Mr. Buffett wrote, “That activity is disgusting.”

Analysts and scholars disagree that all earnings management is negative. According to a 2020 analysis of more than 43,000 quarterly earnings reports, if done well, it can help shareholders by reducing the impact of one-off events. 

According to Mr. Farber, the ability of the people in charge of the company, as determined by their capacity to transform assets into cash, is critical in determining whether smoothing benefits or hurts the share price. According to his research, high-quality management teams employ smoothing more frequently and successfully than low-quality ones. 

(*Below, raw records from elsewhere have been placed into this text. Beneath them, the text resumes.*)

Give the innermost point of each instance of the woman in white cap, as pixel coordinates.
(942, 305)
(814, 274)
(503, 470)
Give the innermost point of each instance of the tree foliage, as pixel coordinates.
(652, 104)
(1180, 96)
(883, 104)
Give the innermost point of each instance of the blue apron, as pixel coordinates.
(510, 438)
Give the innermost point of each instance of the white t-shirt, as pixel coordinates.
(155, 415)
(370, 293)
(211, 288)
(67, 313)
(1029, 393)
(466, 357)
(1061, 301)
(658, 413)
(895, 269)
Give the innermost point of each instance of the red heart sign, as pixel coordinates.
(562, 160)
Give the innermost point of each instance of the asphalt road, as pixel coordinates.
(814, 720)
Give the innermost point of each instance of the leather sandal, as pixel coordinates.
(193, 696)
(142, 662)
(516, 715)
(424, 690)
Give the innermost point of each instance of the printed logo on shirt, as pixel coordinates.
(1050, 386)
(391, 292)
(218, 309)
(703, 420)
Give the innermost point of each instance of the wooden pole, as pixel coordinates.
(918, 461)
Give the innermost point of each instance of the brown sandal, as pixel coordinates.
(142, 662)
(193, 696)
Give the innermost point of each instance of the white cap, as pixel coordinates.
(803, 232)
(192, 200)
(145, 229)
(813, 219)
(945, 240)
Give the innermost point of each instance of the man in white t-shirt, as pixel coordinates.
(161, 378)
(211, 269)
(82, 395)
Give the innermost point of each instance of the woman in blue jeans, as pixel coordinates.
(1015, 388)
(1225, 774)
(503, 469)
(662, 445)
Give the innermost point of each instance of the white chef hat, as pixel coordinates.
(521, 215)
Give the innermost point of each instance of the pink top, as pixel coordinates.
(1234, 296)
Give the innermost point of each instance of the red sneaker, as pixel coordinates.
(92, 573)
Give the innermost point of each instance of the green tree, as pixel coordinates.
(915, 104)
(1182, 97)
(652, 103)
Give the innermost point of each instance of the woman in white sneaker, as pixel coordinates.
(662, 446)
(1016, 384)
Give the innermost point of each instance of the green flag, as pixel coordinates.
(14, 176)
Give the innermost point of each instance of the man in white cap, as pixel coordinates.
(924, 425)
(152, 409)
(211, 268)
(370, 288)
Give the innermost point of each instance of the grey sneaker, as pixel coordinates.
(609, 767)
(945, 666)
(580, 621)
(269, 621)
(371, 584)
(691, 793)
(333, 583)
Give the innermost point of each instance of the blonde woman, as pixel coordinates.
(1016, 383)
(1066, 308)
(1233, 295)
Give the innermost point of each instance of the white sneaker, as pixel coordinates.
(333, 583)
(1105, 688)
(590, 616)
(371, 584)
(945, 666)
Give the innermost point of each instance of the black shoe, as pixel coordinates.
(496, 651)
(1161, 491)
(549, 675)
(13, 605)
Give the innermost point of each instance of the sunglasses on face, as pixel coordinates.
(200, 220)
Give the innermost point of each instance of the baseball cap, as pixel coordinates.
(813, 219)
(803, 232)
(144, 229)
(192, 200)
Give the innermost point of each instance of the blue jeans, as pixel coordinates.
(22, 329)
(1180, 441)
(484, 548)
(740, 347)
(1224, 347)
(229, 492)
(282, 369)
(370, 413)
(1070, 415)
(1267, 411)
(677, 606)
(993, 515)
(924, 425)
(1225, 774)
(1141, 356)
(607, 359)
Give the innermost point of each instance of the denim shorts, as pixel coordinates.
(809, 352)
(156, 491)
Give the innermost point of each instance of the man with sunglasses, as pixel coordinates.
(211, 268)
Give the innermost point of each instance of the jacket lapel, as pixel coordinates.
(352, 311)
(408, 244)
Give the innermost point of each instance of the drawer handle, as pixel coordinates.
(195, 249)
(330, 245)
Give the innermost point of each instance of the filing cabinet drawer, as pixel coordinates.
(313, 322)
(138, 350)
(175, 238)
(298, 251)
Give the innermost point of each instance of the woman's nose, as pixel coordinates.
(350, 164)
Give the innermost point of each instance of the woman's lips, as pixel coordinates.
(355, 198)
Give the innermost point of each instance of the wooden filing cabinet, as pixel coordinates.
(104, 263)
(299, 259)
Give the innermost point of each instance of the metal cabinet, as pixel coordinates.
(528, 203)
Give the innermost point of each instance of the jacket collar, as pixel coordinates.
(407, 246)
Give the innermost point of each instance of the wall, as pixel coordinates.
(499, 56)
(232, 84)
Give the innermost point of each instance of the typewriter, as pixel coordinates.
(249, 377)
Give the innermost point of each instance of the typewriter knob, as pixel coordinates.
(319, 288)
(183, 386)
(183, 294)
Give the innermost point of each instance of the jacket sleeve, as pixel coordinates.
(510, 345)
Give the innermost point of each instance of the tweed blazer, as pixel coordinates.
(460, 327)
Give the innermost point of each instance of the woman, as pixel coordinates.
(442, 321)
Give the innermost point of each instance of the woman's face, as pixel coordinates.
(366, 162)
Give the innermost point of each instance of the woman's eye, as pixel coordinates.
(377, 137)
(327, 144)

Illegal earnings manipulation is the opposite extreme of the scale, which may cost businesses and executives dearly. 

In Duluth, Minnesota, Peter Armbruster is incarcerated for two years for committing an accounting scam. The SEC claimed that his alleged actions included concealing incurred costs and failing to write down millions of dollars worth of overvalued assets.

Conclusion 

The fraud has had a significant negative impact on his former employer, Roadrunner. The transport company settled SEC complaints over the alleged fraud in February without denying responsibility. After restarting several years’ worth of financial statements, Roadrunner already paid $20 million in 2019 to settle a class action lawsuit brought by shareholders. 

Requests for comment from Mr. Ambruster’s attorneys went unanswered. The allegations, according to Roadrunner, “relate to conduct that occurred more than five years ago by personnel not affiliated with the firm since 2018,” the company stated in a statement.